La expresión «código genético» se utiliza mal el 99% de las veces que se utiliza, que son muchas. Casi todo el mundo la emplea como rimbombante sinónimo de «ADN», de «genoma» o incluso de «herencia», y posiblemente ya sea tarde para evitar la fijación de esos significados corruptos. Pero el código genético es algo mucho más concreto que todo eso: es el sistema de reglas que transforma el lenguaje del ADN (…ACCAGCTTCGAC…) al lenguaje de las proteínas (…alanina-triptófano-glicina-glicina…, véase glosario). Cada serie de tres letras en el ADN de un gen significa un aminoácido en la proteína correspondiente, y el código genético no es más que el diccionario que traduce lo primero en lo segundo. Y la paradoja horrible es que, con extrañísimas e irrelevantes excepciones, ese diccionario es el mismo en todas las especies del planeta Tierra. La paradoja es horrible, como digo, porque no hay ninguna razón física para que «GCT» signifique el aminoácido «alanina», y por lo tanto la universalidad del código genético sólo puede estar revelando que toda la vida de la Tierra proviene de una sola bacteria primitiva que ya utilizaba ese diccionario. Pero entonces, ¿de dónde salió ese diccionario? Esto no supondría un problema asfixiante si el diccionario fuera simple, pero no lo es. El diccionario consiste en veinte proteínas (llamadas, espantosamente, aminoacil-tRNA sintetasas) que se ocupan de fabricar una batería de «adaptadores» (también llamados tRNAs o ARNts). Un adaptador es una molécula que lleva en un extremo tres letras y en el otro un aminoácido: no cualquier aminoácido, naturalmente, sino el aminoácido significado por las tres letras en cuestión. Que los adaptadores vinculen físicamente una serie de tres letras con un aminoácido concreto es la razón última de que el código genético sea el que es, y no otro. Y que los adaptadores sean así se debe a la actividad de la mencionada veintena de proteínas llamadas aminoacil-tRNA sintetasas. Pero estas proteínas no existirían si la información necesaria para construirlas no estuviera contenida en una veintena de genes. Y para traducir esos 20 genes a las 20 proteínas mencionadas se necesita un código genético. ¡Pero el código genético son precisamente esas 20 proteínas! ¿No les dije que era horrible? Parece una pesadilla de Escher.

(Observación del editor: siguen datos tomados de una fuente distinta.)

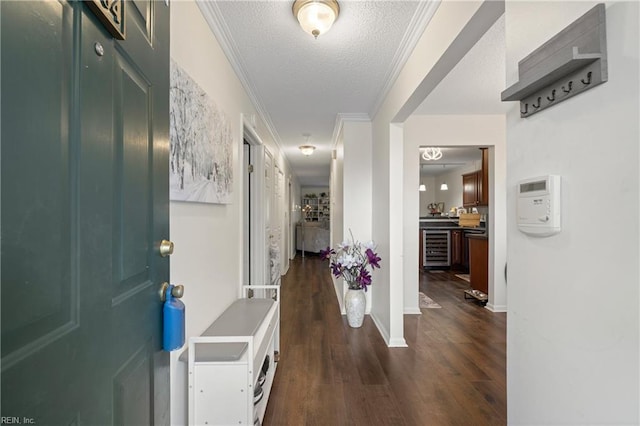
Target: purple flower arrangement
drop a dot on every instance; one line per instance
(351, 261)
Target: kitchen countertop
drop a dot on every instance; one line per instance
(478, 236)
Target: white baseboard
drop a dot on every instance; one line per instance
(392, 343)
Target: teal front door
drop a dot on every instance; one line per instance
(84, 193)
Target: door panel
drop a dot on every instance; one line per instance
(38, 295)
(84, 201)
(132, 207)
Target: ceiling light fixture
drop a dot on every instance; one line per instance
(431, 153)
(307, 149)
(316, 16)
(422, 186)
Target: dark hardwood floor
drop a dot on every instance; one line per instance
(452, 373)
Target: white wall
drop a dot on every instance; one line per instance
(459, 130)
(351, 179)
(573, 323)
(412, 86)
(427, 197)
(337, 206)
(208, 237)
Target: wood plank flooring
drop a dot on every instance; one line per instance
(452, 373)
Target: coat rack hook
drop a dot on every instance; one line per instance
(553, 96)
(539, 100)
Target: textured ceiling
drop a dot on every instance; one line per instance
(299, 84)
(473, 86)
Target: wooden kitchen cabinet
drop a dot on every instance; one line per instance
(475, 186)
(479, 263)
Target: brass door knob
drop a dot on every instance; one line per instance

Intuir cómo pudo evolucionar el código genético a partir de la materia inerte es posiblemente el mayor reto que tiene planteado ahora mismo el evolucionismo precelular. Desde los años sesenta no han faltado intentos de encontrar una solución a este crucigrama astral, pero la verdad es que no han sido muy fructíferos.
FIGURA 16.2: La razón de que el código genético sea el que es (y no otro) son estas moléculas adaptadoras, llamadas tATNs (ARNs de transferencia). Los tATNs llevan en un extremo tres letras de ATN y, en el otro, un aminoácido concreto. La relación entre las tres letras y el aminoácido no tiene una causa física inevitable: cualquier grupo de tres letras podría significar cualquier aminoácido. Que sean las que son es responsabilidad de las enzimas que sintetizan los tARNs: las aminoacil-tRNA sintetasas, que son la esencia última del código genético.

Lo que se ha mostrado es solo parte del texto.